I moved a full fermenter about a month and a half ago. I just gave it an extra two weeks to settle back down at the new place before I bottled. From what I've tasted so far, it's one of my best brews to-date.
 
4 months? A dubbel and a triple don't need that long to ferment.

It's not FERMENTING that long, It's conditioning. A beer ferments ONLY for as long as it needs to, the time AFTER that is conditioning. And yes, a Tripel usually conditions for a minimum of 6 months....At least it should.

eljefe, keg it or bottle it....Get it into a closed vessel with co2. OR you could tr flooding it with co2 and plugging the airlock with something for the journey.
 
I ran into the same issue. I racked it to a carboy, put it in a milk crate for a solid base, wrapped it in a blanket to keep out light, and buckled it in the passenger seat. I gave it some time to settle while I unpacked. Seemed not to be a problem. Two more weeks and I'll crack the first bottle.
 
Seems to me that your worry is oxidation from the beer splashing while you move it. I would keg it because the yeast cake is not adding anything good anymore. As has already been, said it can condition just fine in a keg. I would purge the keg with CO2. However, I also think you would be fine moving it after this amount of time in the fermentor, since your bucket should have been purged of oxygen during fermentation. There is no problem with beer splashing around with CO2. I would rather condition in a keg though, since buckets do allow a small amount of oxygen through during longer conditioning periods.
 
i ran into the same issue with a saison and no time to carb (GF kicked me out rather quickly lol)
so i taped the airlock onto the carboys. threw it in the back of the uhaul, made sure it was secure and a few weeks later, i carb'd it up in the keg, all was fine, and it must have been a 20 mile move as well, freeways, quick turns, quick stops :mug: beer is hardier then you think.
obviously that really isn't the corect way to do it, bottle/keg if you can quickly or purge the carboy with CO2
 
I moved in May of last year, and moved 2 lambics, a Flanders Red, a Belgian Dark Strong, a Belgian Dark Strong with Brett L, and a tripel with me.
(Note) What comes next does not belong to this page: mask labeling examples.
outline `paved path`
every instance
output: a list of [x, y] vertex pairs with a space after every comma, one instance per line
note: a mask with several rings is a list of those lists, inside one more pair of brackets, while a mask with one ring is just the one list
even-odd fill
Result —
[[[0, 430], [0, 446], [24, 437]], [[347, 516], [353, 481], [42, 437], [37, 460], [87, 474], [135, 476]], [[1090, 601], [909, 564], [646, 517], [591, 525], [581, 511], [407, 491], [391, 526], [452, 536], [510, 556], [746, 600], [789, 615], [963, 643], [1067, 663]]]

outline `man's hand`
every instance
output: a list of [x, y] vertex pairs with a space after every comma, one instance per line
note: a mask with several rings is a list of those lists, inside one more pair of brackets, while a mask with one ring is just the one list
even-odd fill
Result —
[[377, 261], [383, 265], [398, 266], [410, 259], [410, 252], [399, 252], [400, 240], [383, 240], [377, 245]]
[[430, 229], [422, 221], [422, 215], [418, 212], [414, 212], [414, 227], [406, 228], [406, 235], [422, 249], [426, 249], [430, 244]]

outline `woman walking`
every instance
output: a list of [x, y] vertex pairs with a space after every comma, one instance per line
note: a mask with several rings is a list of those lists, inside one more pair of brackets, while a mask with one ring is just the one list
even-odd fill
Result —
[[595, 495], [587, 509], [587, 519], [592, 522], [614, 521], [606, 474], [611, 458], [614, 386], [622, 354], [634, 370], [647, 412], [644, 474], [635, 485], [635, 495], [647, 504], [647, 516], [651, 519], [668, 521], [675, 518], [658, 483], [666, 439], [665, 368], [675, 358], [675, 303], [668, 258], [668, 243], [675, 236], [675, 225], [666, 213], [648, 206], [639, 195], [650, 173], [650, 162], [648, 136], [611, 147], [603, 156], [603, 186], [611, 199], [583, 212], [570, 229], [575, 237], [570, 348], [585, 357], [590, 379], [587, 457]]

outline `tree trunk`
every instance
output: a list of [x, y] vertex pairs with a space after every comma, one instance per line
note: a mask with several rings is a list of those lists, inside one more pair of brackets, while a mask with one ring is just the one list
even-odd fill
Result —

I didn't do anything special, the move destroyed the pellicles in the sours and my airlocks sloshed all around (StarSan), but the beers were just fine, the pellicles even came back. In fact, several of them won trophies, ribbons and medals... so I think moving beer is just fine.
 
Thanks for the great advice. I am looking into the armored truck option. Understandably this is the most critical part of the move. Forget the furniture, dishes, photos, all that is important is preserving the beer.
 
I'm actually moving in about 3 weeks myself. B/c of this I have not brewed for this reason..........transporting. I have a wit I just brewed about 2 weeks ago and looking to rack into secondary so it will be ready for the New Home party we'll have.